Medium Tips
The 3 Awful Marketing Tactics Hurting Your Medium Success
tl;dr: If it’s tit-for-tat, you’ll probably just annoy people
Medium is full of advice. Everyone has a source, struggle, and two cents on how you’re doing everything wrong in life. I’m OK with it. I don’t have to read what I don’t want to read. But I get triggered by nasty marketing. A partial reason is that I’ve done the same. The whole list below is me somehow. The entire list of stuff I hate is also me somehow.
Without further ado, let’s dive into the worst of the worst in terms of Marketing on Medium.
Clap-for-Clap Requests
If you’re not in Medium groups on Facebook, you’re not missing much. I’ve recently stepped foot into the Medium world off the platform. My first experience has been excellent. Sinem Günel has a Medium Mastermind group. I’m recommending this place with all my heart.
But, I naively joined ten other places, and my morale has pungled. My inbox has witnessed more clap-for-clap requests than ever before. “Hey you clap for me, I clap for you, we earn money. Am I right, or am I right?”

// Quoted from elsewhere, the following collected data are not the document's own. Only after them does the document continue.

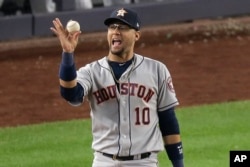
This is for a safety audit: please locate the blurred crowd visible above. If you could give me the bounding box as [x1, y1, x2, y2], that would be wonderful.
[0, 0, 167, 16]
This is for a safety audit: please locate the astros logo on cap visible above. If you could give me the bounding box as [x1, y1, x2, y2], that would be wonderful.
[117, 8, 127, 17]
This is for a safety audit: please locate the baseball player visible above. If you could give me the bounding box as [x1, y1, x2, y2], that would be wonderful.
[51, 7, 184, 167]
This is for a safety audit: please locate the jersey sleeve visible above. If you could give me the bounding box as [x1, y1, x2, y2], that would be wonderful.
[157, 63, 179, 111]
[76, 64, 93, 97]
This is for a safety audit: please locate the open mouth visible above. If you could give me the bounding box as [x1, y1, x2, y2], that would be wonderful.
[112, 39, 122, 47]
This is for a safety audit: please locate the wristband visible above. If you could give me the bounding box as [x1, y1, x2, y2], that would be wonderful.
[59, 64, 77, 81]
[172, 159, 184, 167]
[165, 142, 184, 167]
[62, 52, 74, 65]
[59, 52, 77, 81]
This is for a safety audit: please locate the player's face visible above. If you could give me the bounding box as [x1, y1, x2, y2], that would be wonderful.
[107, 23, 140, 58]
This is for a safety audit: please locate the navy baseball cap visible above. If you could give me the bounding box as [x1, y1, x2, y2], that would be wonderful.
[104, 8, 141, 31]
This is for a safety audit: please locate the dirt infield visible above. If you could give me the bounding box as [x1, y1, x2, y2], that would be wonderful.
[1, 16, 250, 127]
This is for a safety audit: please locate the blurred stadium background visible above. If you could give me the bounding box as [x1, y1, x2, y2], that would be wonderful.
[1, 0, 250, 41]
[1, 1, 250, 166]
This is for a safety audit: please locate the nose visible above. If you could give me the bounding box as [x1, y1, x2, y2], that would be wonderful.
[113, 27, 121, 34]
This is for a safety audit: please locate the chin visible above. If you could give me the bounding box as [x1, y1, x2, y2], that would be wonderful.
[111, 49, 123, 57]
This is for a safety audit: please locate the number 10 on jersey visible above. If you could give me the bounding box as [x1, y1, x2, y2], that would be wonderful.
[135, 107, 150, 125]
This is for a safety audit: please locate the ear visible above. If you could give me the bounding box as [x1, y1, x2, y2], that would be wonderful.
[135, 31, 141, 41]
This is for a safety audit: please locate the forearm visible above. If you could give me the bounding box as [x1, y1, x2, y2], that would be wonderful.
[163, 135, 184, 167]
[158, 108, 184, 167]
[59, 79, 77, 88]
[163, 134, 181, 145]
[59, 52, 84, 103]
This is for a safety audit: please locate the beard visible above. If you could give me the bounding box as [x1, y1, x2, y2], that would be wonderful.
[110, 48, 124, 57]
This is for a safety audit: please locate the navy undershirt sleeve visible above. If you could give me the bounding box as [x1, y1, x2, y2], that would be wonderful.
[157, 107, 180, 136]
[60, 83, 84, 103]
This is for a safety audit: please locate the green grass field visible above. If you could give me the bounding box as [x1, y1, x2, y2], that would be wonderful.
[0, 100, 249, 167]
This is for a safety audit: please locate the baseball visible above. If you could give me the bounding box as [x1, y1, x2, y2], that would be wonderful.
[66, 20, 80, 33]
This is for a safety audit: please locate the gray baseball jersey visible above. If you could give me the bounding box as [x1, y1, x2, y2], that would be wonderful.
[74, 54, 179, 156]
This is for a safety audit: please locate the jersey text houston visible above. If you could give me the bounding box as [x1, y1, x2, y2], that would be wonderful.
[93, 83, 155, 104]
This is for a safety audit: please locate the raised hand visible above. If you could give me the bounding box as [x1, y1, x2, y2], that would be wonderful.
[50, 18, 81, 53]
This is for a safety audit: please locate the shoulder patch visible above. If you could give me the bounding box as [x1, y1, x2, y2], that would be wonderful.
[166, 77, 175, 93]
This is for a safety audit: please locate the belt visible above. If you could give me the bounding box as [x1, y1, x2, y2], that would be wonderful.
[102, 152, 151, 161]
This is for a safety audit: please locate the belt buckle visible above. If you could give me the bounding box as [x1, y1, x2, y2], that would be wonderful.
[133, 154, 141, 160]
[112, 155, 117, 160]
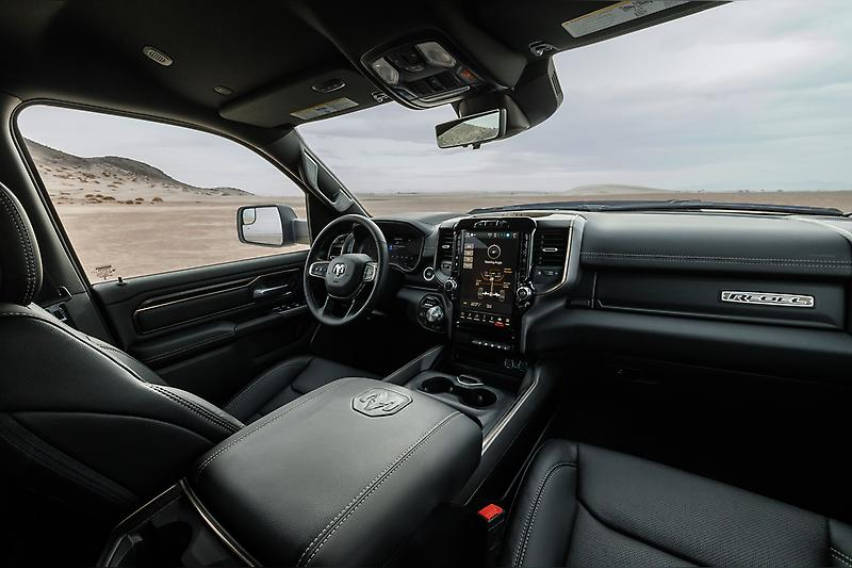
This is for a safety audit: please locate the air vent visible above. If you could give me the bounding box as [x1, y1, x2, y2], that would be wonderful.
[435, 228, 455, 273]
[534, 229, 568, 265]
[532, 229, 570, 291]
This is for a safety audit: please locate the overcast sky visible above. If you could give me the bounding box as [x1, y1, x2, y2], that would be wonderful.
[18, 1, 852, 195]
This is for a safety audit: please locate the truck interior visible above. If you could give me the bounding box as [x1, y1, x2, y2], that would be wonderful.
[1, 1, 852, 567]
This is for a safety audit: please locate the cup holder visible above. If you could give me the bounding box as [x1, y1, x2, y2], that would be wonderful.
[418, 376, 496, 408]
[459, 388, 497, 408]
[420, 377, 454, 394]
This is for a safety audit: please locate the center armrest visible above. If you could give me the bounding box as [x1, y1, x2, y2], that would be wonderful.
[191, 377, 481, 567]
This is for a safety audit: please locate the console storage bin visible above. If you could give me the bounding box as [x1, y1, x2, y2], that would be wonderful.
[191, 377, 481, 567]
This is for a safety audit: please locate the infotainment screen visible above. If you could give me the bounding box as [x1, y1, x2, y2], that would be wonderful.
[459, 230, 520, 317]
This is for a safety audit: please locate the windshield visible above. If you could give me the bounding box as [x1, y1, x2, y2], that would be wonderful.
[299, 1, 852, 216]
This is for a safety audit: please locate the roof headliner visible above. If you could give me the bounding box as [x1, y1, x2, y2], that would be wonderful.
[0, 1, 723, 134]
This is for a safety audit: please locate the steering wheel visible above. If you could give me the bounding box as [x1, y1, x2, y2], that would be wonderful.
[303, 214, 389, 326]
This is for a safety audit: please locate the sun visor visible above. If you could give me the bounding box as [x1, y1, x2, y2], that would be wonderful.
[220, 67, 385, 127]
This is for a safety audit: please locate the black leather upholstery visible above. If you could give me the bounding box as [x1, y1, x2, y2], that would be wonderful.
[0, 181, 371, 514]
[194, 377, 481, 567]
[0, 182, 42, 304]
[224, 354, 377, 423]
[0, 302, 243, 509]
[502, 440, 852, 568]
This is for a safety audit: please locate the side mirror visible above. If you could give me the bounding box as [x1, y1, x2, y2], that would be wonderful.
[435, 109, 506, 149]
[237, 205, 309, 247]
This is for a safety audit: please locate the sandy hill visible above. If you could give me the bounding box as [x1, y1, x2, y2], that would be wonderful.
[25, 139, 252, 205]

I don’t care. I want to learn, write, and connect with people on Medium. Money is fantastic, and I’m a liar if I claim I don’t think about the money. But, Medium is a place for creative souls. Clap-for-clap is not a thing that is making any of us richer. Such tactics are a waste of time.

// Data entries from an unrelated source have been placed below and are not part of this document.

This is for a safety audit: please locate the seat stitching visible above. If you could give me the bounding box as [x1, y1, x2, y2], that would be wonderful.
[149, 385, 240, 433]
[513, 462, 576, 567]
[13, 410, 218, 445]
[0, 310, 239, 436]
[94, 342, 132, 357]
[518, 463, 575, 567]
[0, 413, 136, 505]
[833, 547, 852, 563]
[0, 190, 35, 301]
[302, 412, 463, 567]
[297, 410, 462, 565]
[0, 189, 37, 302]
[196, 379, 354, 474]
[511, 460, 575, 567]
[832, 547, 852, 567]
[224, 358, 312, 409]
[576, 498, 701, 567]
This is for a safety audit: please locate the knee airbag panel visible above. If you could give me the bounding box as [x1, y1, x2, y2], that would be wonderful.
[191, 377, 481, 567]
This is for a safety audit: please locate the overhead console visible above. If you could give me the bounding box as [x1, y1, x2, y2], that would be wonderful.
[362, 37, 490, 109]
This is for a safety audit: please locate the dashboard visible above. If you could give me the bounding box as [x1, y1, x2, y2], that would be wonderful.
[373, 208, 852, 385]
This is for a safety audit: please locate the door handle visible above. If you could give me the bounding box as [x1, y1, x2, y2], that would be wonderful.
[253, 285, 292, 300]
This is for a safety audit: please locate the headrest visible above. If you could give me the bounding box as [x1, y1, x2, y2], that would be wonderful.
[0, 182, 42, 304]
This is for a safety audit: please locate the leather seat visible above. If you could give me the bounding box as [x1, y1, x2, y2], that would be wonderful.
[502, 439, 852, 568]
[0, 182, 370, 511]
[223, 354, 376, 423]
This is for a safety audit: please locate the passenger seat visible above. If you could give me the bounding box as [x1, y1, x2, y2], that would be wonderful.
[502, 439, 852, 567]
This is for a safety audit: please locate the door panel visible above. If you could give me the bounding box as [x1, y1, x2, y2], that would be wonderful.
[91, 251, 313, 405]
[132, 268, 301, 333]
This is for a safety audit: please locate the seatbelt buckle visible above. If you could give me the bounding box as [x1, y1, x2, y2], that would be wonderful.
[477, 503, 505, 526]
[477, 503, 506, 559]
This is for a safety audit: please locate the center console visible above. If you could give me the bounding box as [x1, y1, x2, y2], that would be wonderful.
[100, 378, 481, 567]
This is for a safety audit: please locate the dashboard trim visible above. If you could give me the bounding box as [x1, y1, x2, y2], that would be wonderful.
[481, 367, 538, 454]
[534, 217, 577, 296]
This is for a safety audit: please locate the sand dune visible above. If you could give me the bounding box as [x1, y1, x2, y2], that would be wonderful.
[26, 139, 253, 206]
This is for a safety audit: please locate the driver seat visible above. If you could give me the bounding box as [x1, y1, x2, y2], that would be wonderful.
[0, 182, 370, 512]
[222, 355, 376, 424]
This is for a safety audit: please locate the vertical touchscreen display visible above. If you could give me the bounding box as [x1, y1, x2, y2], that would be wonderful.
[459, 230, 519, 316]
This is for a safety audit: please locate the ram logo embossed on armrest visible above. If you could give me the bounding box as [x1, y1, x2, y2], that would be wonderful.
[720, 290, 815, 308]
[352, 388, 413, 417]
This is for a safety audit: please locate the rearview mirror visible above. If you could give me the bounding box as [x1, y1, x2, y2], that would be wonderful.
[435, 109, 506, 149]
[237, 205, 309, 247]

People are going to remember you as a clap-request dude, and you’re going to have a hard time earning the respect of other writers. You’re spending time better by writing than stuffing a random person’s inbox. In the end, a random dude clapping on your stuff is not making you money. They’re probably not even reading the damn article.
Follow 125 People Each Day
Medium has a limit on your follow button. You can actively follow up to 125 people in the next 24 hours. This tactic is in the gray zone. Unfortunately, I’ve done it. I even wrote about it. I encouraged others to kick-start their Medium journey with it.

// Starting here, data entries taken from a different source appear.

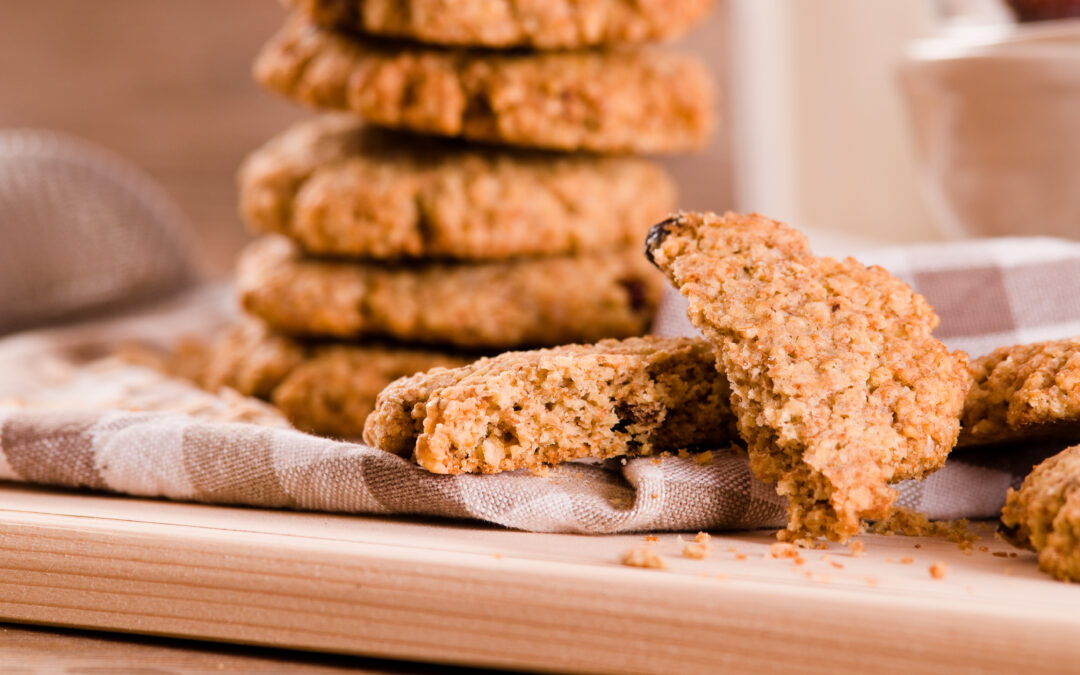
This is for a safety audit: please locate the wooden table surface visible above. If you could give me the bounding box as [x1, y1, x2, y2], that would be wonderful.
[1, 622, 495, 675]
[1, 482, 1078, 674]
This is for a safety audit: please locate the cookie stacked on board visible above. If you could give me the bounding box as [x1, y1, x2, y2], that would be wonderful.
[207, 0, 717, 439]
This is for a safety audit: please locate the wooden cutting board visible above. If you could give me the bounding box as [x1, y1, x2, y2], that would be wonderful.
[0, 482, 1076, 674]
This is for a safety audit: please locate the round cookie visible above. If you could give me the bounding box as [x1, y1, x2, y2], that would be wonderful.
[254, 17, 716, 154]
[236, 236, 663, 350]
[961, 337, 1080, 447]
[286, 0, 714, 49]
[240, 115, 677, 260]
[202, 320, 471, 439]
[1000, 443, 1080, 581]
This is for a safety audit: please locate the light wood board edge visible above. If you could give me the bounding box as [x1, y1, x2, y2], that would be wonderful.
[0, 509, 1074, 675]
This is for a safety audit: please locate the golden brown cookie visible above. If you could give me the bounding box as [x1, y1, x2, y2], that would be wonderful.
[202, 320, 470, 438]
[236, 236, 663, 349]
[646, 211, 969, 543]
[240, 115, 677, 260]
[254, 17, 716, 153]
[962, 337, 1080, 447]
[1000, 443, 1080, 581]
[287, 0, 714, 49]
[363, 336, 736, 473]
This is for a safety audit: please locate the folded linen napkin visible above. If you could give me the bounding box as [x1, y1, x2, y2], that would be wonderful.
[0, 130, 196, 334]
[2, 237, 1078, 533]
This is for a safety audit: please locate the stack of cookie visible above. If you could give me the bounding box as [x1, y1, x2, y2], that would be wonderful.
[207, 0, 717, 439]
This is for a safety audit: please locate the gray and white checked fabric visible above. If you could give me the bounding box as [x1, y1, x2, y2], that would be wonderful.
[3, 236, 1080, 533]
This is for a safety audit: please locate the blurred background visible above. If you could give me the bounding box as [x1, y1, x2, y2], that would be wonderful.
[1, 1, 303, 276]
[1, 0, 1077, 274]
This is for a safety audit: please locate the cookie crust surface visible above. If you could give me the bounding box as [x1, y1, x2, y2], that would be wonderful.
[254, 17, 715, 153]
[646, 211, 969, 542]
[1000, 443, 1080, 581]
[237, 236, 662, 349]
[202, 320, 468, 438]
[962, 338, 1080, 446]
[288, 0, 713, 49]
[240, 116, 676, 260]
[363, 336, 736, 473]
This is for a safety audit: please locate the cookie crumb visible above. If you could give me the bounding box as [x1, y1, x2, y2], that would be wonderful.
[693, 450, 714, 465]
[848, 541, 866, 557]
[992, 551, 1008, 558]
[793, 557, 807, 566]
[621, 544, 665, 569]
[650, 493, 659, 500]
[830, 561, 844, 570]
[914, 544, 922, 549]
[929, 562, 948, 579]
[644, 535, 659, 543]
[870, 508, 977, 549]
[979, 546, 989, 553]
[734, 553, 747, 561]
[865, 577, 879, 587]
[493, 553, 503, 560]
[683, 533, 713, 559]
[683, 542, 712, 560]
[770, 542, 799, 559]
[900, 557, 914, 565]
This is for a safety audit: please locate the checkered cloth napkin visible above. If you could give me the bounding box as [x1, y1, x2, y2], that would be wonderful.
[1, 238, 1079, 533]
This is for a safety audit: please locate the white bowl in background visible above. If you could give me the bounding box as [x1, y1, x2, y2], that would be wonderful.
[900, 19, 1080, 239]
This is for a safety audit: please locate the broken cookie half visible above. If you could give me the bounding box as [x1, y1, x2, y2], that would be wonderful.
[646, 211, 969, 543]
[364, 336, 737, 474]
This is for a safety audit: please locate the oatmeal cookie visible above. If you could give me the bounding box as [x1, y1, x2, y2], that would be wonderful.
[287, 0, 714, 49]
[1000, 443, 1080, 581]
[254, 17, 716, 153]
[240, 116, 676, 260]
[237, 236, 662, 349]
[363, 336, 736, 473]
[645, 211, 969, 543]
[961, 338, 1080, 446]
[203, 320, 469, 438]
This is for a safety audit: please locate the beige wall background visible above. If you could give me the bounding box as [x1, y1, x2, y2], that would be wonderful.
[0, 1, 303, 276]
[729, 0, 942, 244]
[0, 1, 733, 277]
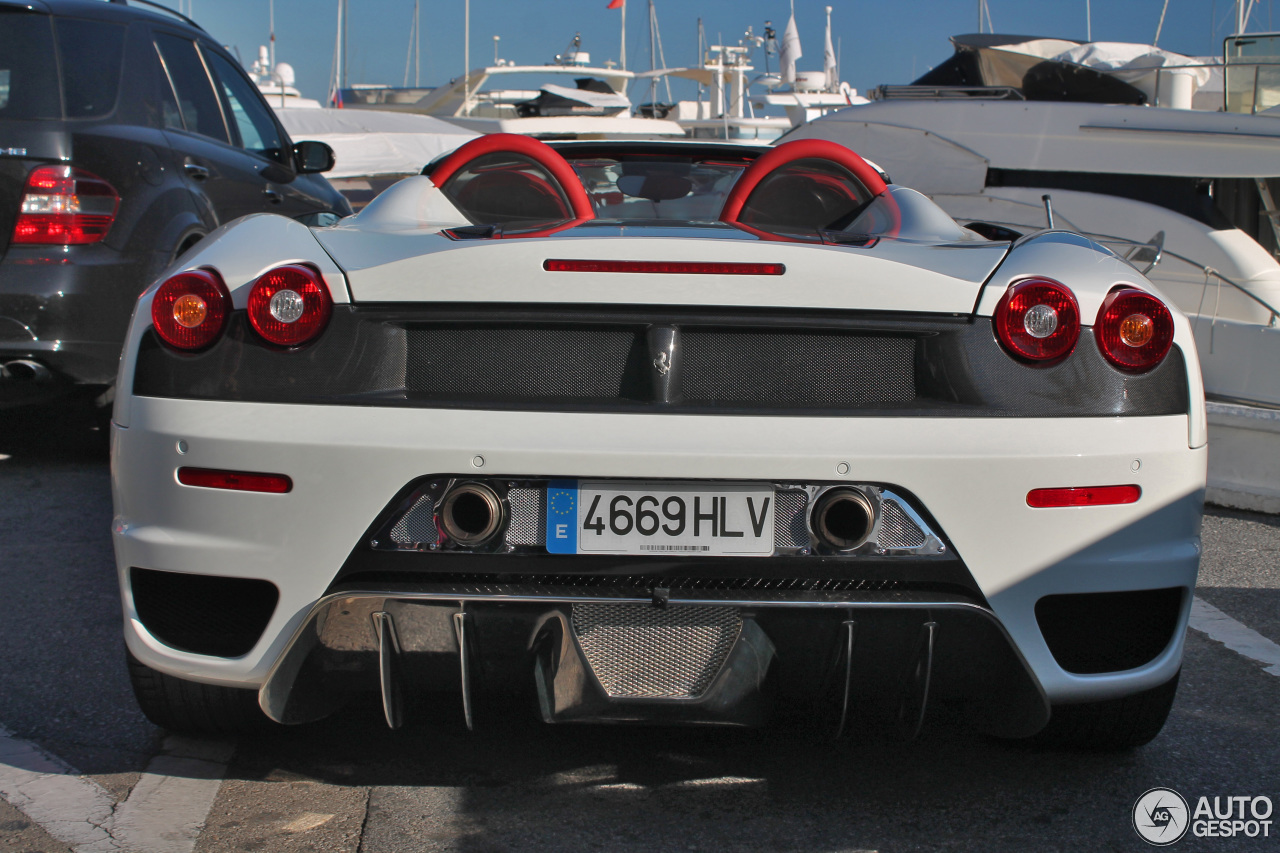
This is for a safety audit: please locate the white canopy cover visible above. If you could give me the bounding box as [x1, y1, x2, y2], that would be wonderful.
[277, 109, 480, 179]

The method works. You’re getting more followers. Sometimes, 20 or 30 people are following you back. Some even read your stuff. Your profile looks more reliable with more followers. But — and there is a big BUT in this argument — hardly any of those people are your fans.
You’re suffocating your profile with another 10,000 content creators that you can’t even stomach. Soon, your Medium front page is not relevant. Soon, nothing makes sense here anymore. “Why is marital sex advice dominating the front page. What is Medium anymore?”
At one point — after following almost 10,000— sex stuff dominated my front page. I’m not a fan. I don’t need a 45-year-old bed dynamic advice. I don’t want to know about your libido. I don’t need how-to-take-your-man-in-your-mouth advice. I don’t care about how you think sperm is gross. I don’t like reading how you’re leaving your husband because he sneezes too loud.
Now that I’ve got it off my chest; I believe sex advice is necessary. The dialogue is essential. But I don’t want to read about it. I have other interests. Following a gazillion random people doesn’t bode well with the Medium algorithm.
Read-Half-Now-Half-Later Posts
Guilty as charged. I’ve done it, I’ve told others to do it too, I’ve published articles about it, and I’ve got minor success with it. The equivalent of Snake-oil salesmen in Medium terms are read-half-later troopers.
I’ve been that guy on Quora and Reddit. I’ve written a bunch of half-witted answers with links to behind-a-pay-wall posts. Read half now, the other half is in the bottom link.
Don’t do it. You can employ a thousand other marketing tactics. Better Marketing has unlimited advice on reasonable strategies and tactics.
The Takeaway
You don’t need to follow any of the above. Your time is better served elsewhere. Medium itself can give you a thousand sound marketing tactics. Publications like Better Marketing take it up a notch. A world of knowledge is at your fingertips.
Don’ts:
- Clap-for-clap.
- Follow/unfollow.
- Read salesmen.
Dos:
- Follow good marketing publications.
- Read about sound marketing tactics.
- Test ideas that sound interesting.
Nobody can guarantee success, but your best bet is to learn and try. Something has to work, eventually.